Après avoir sauvé Venise et la France de Louis XV, puis aidé Washington et La Fayette à conquérir l'indépendance des États Unis, Viravolta se retrouve plongé dans la tempête de la Révolution française…
Chargé par le roi et Necker d'assurer la sécurité des États généraux, il est victime d'une tentative d'assassinat et laissé pour mort. Mais, revenu pour ainsi dire d'outre-tombe, il va devoir démêler les fils d'une mystérieuse conspiration qui met en péril la royauté finissante autant que la République en gestation... Viravolta lui-même, proche de la Cour mais sensible aux idées nouvelles, ami des philosophes et des Lumières, devra faire sa révolution intérieure... Mais cette fois, le prix à payer sera atroce et foudroyant...

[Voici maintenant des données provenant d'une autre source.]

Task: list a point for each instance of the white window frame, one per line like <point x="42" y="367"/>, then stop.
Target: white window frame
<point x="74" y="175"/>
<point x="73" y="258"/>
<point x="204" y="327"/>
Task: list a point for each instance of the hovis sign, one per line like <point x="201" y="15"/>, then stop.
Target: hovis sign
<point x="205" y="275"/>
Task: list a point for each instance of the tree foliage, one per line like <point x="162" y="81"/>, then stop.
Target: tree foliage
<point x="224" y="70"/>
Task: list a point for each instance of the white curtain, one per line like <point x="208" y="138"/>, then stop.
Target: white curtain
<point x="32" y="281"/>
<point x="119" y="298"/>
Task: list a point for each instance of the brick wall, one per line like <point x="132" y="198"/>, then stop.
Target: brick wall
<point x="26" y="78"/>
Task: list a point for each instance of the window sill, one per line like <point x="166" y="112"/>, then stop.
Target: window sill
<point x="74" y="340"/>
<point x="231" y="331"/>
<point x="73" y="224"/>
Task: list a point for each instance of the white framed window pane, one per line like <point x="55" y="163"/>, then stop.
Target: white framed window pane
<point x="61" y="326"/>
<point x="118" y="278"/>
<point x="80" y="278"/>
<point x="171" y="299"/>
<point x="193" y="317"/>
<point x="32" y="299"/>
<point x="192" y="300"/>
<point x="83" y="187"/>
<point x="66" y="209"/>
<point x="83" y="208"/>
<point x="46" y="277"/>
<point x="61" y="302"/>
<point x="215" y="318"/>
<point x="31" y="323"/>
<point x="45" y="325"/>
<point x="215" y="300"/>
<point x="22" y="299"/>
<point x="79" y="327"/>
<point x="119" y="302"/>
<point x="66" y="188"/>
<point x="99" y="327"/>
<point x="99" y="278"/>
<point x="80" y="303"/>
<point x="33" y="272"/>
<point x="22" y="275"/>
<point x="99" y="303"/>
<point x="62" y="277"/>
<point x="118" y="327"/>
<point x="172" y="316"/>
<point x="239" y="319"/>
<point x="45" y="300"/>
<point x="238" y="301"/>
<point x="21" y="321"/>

Avec Viravolta, nous participons aux Etats généraux, à la prise de la Bastille, au Serment du jeu de paume, à la Déclaration des Droits de l'Homme, la fête de la Fédération, la fuite de Varennes, la chute de la monarchie, aux massacres de septembre, à la bataille de Valmy, la mort de Louis XVI, au procès de Marie Antoinette, à la déferlante de la Terreur !
L'idée, c'est de revivre l'Histoire caméra à l'épaule. En cette période troublée, il est nécessaire et passionnant de se replonger dans cette époque vibrante, insensée, que fut la naissance tumultueuse de la démocratie en France…
Roman historique et policier, fresque de cape et d'épée, oui - mais surtout, plongée dans un siècle en marche : on s'amuse, on s'étonne, on est emporté dans ce tourbillon…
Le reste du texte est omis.